Wolf News

02
Sep

Editorial: Wolves Need a Fair Review – Agency Drops Scientists from Peer Review Panel

The U.S. Fish & Wildlife Service recently delayed its independent analysis of a plan to drop endangered species protections for wolves. That’s a start, but the agency should go further by ensuring that its plans receive a rigorous peer review that focuses on the science and not the politics of delisting.

Better yet, the agency should abandon its premature plan to remove legal protections for gray wolves in the lower 48 states — including Oregon, where the apex predator’s numbers have yet to reach sustainable levels.

In June, the agency proposed the elimination of most remaining federal Endangered Species Act restrictions, saying the wolf has sufficiently recovered after being hunted nearly to extinction by the mid-20th century.

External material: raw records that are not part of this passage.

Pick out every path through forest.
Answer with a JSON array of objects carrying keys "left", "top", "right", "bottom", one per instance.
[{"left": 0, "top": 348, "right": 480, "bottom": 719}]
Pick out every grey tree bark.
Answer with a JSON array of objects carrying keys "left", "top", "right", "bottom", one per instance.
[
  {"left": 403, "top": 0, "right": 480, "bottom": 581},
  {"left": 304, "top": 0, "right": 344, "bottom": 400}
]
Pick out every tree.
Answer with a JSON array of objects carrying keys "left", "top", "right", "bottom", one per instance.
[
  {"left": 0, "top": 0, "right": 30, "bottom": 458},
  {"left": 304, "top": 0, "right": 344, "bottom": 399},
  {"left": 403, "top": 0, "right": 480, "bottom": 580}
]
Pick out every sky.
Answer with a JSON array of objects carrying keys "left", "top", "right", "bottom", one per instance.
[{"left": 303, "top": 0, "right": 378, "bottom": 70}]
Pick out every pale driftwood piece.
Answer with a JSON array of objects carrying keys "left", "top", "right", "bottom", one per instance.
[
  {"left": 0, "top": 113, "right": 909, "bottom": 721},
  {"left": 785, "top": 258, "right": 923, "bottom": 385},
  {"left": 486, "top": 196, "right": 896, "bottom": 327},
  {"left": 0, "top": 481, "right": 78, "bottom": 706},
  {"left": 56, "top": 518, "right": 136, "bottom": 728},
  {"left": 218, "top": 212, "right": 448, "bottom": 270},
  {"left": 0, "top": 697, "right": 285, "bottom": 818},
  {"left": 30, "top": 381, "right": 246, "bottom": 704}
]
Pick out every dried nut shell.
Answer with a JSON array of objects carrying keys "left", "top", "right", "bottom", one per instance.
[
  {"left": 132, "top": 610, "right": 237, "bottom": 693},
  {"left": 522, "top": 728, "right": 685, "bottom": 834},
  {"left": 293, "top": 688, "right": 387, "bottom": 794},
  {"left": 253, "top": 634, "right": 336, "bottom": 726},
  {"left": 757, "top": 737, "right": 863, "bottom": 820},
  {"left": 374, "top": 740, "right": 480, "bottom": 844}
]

The decision was driven more by hunting, ranching and political interests than science. The agency’s delisting plan conflicts with warnings from many wildlife biologists that the species’ numbers have not reached sustainable levels and the wolf has only begun to re-establish itself.

Sixteen scientists responsible for most of the research that the federal agency cited in its delisting decision sent a letter to Interior Secretary Sally Jewell criticizing the delisting plan and protesting that their findings were mischaracterized.

The private consulting firm that was hired to conduct a peer review then removed three scientists from that review panel who had signed the letter to Jewell.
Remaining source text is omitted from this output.